Paper and pulp supplier says it needs support of players like L’Oréal to go greener

In the wake of L’Oréal’s pledge to zero deforestation by 2020, Indonesia-based Asia Pulp and Paper, one of the leading providers of material for secondary packaging, has reaffirmed its objectives to protect forests.

To mark the anniversary of committing to zero clearance of natural forests in Indonesia, the company said that it needed the support of organisations and business it supplies to help it maintain the committment and ensure that everyone is on the same page.

The protection of forests and the reduction of manufacturers’ carbon footprint is becoming an increasingly important goal across a multitude of industries, and in the cosmetics industry one of the biggest areas to target is packaging and the materials used.

Last February Asia Pulp & Paper announced a permanent end to natural forest clearance through the introduction of its Forest Conversation Policy (ACP).

A year on and APP calls for more support

A year later, the company has launched an anniversary report, which highlights what the company has achieved during that year, but perhaps more importantly, stressed the fact that it now needs the support of NGO’s, governments and businesses to ensure the success of the programme, both in Indonesia and worldwide.

Its commitment protects over2.6 million hectares of forest concessions and is claimed to be the largest and most ambitious plan for the implementation of landscape level High Conservation Value (HCV) and High Carbon Stock (HCS) principles in the world.

However, the company says that the long-term success of its programme will depend on the co-operation and commitment of other forestry stakeholders, namely in Indonesia.

Is everyone on the same page?

 “We are creating management plans to ensure the viability of the 2.6 million hectares that our suppliers are responsible for,” said Aida Greenbury, APP’s managing director of sustainability and stakeholder engagement.

“However, unless all of Indonesia’s land is properly managed too, then the forest landscape will continue to be at risk from further degradation.”

But just as stakeholders at this end of the supply chain can have a significant bearing, the cosmetics industry can also play its part by committing to play its part in the goals towards reducing deforestation.

Unilever and L'Oreal make the committment

Further to L’Oréal’s commitment to zero deforestation in its supply chain by 2020, the company has also said it aims to use 100% certified board and paper for its packaging and only source sustainable palm and soya oil within the same time-frame.

Unilever has also implemented a similar policy to remove deforestation from its supply chain by 2020

Last month Greenpeace applauded the decision by L’Oréal  and Unilever to remove forest destruction from their supply chain, but also said that the pressure would be maintained to ensure that both it and Unilever would met its objectives.
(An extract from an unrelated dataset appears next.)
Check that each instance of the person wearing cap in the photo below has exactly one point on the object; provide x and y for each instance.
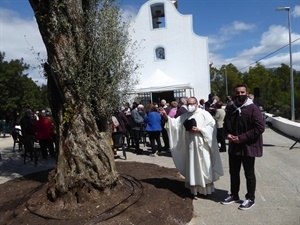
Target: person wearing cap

“While L'Oreal' and Unilever's No Deforestation commitments send a strong signal to the sector, they still allow their suppliers six more years to clear forests,” said Bustar Maitar, head of the Indonesia Forest Campaign at Greenpeace International.

“With global warming and rapid biodiversity loss, we urge these companies to guarantee consumers that their products will be free from forest destruction before their 2020 deadline.”